Standardization and Communication of Interest Rates
Over the past two years, supporters in the industry have validated our belief that microfinance interest rates are confusing and complicated and that we, as an industry, must improve how we think about and communicate microfinance product prices. At MicroFinance Transparency, our first approach to help demystify microfinance interest rates has been to collect, standardize and disseminate information about prices in select microfinance markets.
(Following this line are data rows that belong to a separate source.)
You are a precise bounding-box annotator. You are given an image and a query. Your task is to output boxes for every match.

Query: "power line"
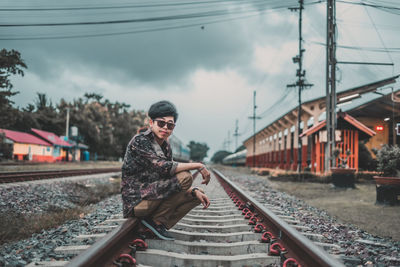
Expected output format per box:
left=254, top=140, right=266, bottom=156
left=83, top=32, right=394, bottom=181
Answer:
left=0, top=1, right=300, bottom=40
left=364, top=4, right=394, bottom=75
left=308, top=41, right=400, bottom=53
left=0, top=0, right=276, bottom=12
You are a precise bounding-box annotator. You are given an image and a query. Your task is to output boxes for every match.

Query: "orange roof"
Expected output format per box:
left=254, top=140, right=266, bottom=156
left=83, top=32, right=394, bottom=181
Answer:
left=300, top=112, right=376, bottom=137
left=31, top=128, right=72, bottom=147
left=0, top=129, right=52, bottom=146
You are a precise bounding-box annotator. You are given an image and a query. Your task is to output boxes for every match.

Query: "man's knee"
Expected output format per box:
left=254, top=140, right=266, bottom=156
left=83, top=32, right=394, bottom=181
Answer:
left=176, top=171, right=193, bottom=190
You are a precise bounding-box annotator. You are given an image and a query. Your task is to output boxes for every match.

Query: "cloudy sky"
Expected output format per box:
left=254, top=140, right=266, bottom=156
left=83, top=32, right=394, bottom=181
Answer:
left=0, top=0, right=400, bottom=157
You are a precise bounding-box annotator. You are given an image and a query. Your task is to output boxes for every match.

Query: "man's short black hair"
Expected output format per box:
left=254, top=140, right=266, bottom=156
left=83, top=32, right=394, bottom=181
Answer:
left=148, top=100, right=178, bottom=122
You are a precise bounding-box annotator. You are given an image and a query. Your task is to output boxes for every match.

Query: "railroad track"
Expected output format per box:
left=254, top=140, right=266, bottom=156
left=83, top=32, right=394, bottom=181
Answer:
left=25, top=170, right=343, bottom=267
left=0, top=168, right=121, bottom=183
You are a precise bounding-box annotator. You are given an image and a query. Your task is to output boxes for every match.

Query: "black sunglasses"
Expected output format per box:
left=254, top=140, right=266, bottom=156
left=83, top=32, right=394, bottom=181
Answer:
left=154, top=120, right=175, bottom=130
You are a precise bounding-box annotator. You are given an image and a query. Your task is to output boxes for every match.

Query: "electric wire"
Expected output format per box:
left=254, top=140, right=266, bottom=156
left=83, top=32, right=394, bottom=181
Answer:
left=364, top=4, right=394, bottom=75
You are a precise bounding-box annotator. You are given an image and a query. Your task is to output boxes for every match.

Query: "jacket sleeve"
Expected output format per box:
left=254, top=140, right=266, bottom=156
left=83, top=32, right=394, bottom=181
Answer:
left=130, top=136, right=178, bottom=176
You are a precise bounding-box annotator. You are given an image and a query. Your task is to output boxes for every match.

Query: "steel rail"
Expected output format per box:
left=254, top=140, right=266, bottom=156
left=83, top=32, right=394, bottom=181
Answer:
left=0, top=168, right=121, bottom=183
left=66, top=218, right=138, bottom=267
left=213, top=169, right=344, bottom=267
left=66, top=171, right=203, bottom=267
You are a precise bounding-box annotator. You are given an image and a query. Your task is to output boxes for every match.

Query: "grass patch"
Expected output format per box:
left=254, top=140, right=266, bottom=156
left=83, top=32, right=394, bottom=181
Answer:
left=0, top=178, right=120, bottom=245
left=0, top=207, right=89, bottom=245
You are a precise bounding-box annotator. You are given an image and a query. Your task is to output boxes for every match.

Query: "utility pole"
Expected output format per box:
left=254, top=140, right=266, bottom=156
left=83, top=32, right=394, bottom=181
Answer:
left=65, top=108, right=69, bottom=139
left=226, top=131, right=232, bottom=151
left=287, top=0, right=313, bottom=172
left=325, top=0, right=337, bottom=171
left=233, top=120, right=240, bottom=150
left=249, top=91, right=261, bottom=167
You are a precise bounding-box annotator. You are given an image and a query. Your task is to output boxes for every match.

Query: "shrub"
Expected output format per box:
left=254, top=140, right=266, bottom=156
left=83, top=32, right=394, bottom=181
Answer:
left=376, top=145, right=400, bottom=177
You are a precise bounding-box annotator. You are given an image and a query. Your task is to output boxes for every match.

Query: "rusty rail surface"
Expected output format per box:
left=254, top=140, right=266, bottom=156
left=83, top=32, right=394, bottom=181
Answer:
left=213, top=169, right=344, bottom=267
left=67, top=218, right=139, bottom=267
left=67, top=170, right=344, bottom=267
left=0, top=168, right=121, bottom=183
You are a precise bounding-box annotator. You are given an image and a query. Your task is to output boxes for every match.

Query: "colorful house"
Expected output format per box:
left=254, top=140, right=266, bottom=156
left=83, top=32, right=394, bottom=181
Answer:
left=31, top=128, right=72, bottom=161
left=0, top=129, right=54, bottom=162
left=61, top=139, right=89, bottom=161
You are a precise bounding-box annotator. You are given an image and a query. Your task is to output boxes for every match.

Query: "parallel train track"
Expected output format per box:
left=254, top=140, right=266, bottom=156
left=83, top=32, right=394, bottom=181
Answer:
left=25, top=170, right=343, bottom=266
left=0, top=168, right=121, bottom=183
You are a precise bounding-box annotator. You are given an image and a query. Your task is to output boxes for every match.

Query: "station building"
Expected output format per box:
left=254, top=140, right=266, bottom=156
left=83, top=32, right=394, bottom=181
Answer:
left=0, top=129, right=89, bottom=162
left=31, top=128, right=73, bottom=161
left=244, top=75, right=400, bottom=173
left=0, top=129, right=54, bottom=162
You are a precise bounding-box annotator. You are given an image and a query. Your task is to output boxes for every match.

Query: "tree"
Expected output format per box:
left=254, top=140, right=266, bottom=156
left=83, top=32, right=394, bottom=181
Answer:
left=0, top=49, right=27, bottom=128
left=188, top=141, right=210, bottom=161
left=211, top=150, right=232, bottom=163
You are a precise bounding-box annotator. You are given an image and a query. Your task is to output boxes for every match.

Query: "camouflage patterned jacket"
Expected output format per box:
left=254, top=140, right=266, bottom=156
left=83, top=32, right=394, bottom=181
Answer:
left=121, top=129, right=181, bottom=218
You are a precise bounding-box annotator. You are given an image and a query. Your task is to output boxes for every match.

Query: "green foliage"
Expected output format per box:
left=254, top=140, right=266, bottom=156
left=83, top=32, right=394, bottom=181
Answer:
left=0, top=49, right=148, bottom=159
left=57, top=96, right=146, bottom=159
left=211, top=150, right=232, bottom=163
left=0, top=49, right=27, bottom=90
left=358, top=142, right=376, bottom=171
left=0, top=49, right=27, bottom=128
left=376, top=145, right=400, bottom=177
left=188, top=141, right=210, bottom=161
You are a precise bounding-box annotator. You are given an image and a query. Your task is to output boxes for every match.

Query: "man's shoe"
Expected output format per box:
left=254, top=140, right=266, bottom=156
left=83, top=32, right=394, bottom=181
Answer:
left=141, top=219, right=175, bottom=240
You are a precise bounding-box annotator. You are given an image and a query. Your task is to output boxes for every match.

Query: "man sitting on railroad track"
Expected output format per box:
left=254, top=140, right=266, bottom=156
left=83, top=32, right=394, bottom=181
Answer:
left=121, top=101, right=210, bottom=240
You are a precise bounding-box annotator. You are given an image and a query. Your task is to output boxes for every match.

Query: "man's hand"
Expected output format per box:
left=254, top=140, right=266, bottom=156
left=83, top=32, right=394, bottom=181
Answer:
left=195, top=190, right=210, bottom=209
left=200, top=167, right=211, bottom=185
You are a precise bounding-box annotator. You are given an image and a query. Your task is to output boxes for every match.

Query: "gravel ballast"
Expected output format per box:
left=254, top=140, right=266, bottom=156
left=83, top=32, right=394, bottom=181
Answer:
left=222, top=168, right=400, bottom=267
left=0, top=174, right=122, bottom=266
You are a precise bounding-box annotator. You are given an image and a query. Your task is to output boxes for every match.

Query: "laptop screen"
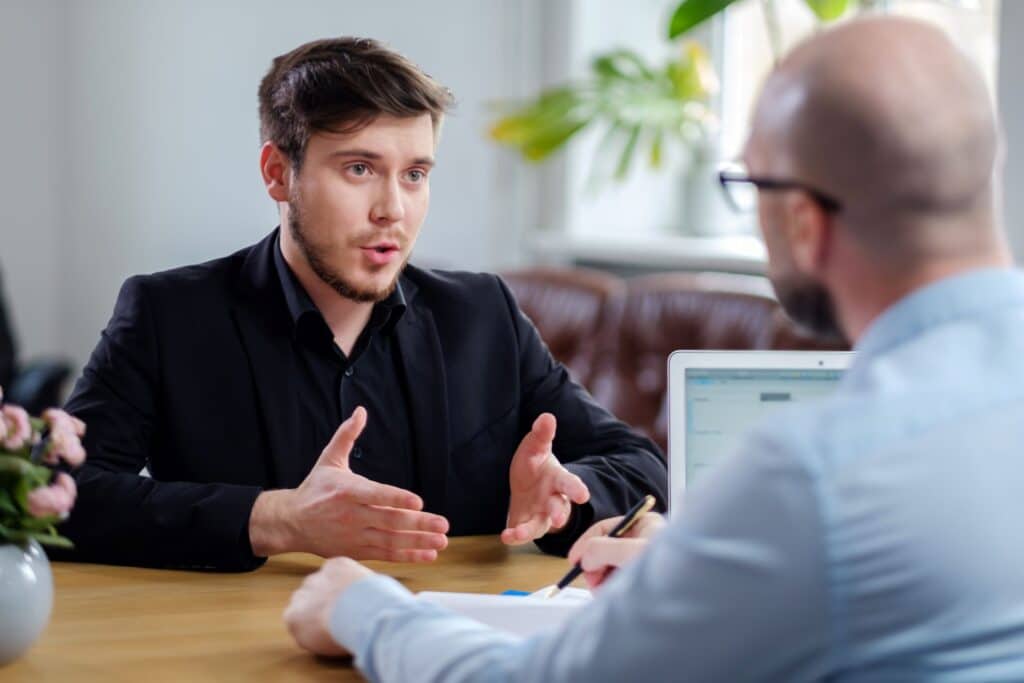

We rely on Annual Percentage Rate (APR) and Effective Interest Rate (EIR) formulas and calculations to help standardize interest rates in a given market, and then we publish them on our website to make the information available to a broader audience. We stand behind this approach as an important first step to making interest rates more understandable to the international microfinance community. But, we also believe that improved communication surrounding interest rates is a critical next step. While I was at the Social Performance Task Force annual meeting in Bern, Switzerland earlier this month, I heard some interesting comments about how to better communicate interest rates to clients, donors, investors, the press and public, and other microfinance practitioners.
While many people in the industry seem comfortable with moving towards more standard calculations of microfinance products, there appears to be less consensus on how we can communicate true prices to clients and the rest of the industry. Over the next few blog posts, I plan to highlight some of the good practices we have observed around the world with respect to the communication of transparent and accurate prices. Some of these examples are from our direct experience in various countries when implementing our Transparent Pricing Initiatives. Other examples come from conversations with colleagues and practitioners in the field. Some of the good practices I plan to blog about include:
- Standardizing loan repayment schedules, loan contracts and other loan documentation;
- Requiring APR or EIRs to be published on loan documentation;
- Prohibiting the charging of flat interest rates;
- Displaying complete price information, including all additional fees, charges and commissions, in public spaces at the local branch office; and
- Including compulsory savings, cash deposits, loan guarantee funds or other upfront or ongoing charges on the loan repayment schedule and loan contract.
As often as possible, I will highlight and explain the practice and share specific examples of its use in real life situations. As I post entries about specific practices in different countries, I hope to hear from some of you about additional practices or standards you have observed. I would love to use this series of blog posts to generate more discussion and share ideas about how we can better serve our clients and improve our industry standards.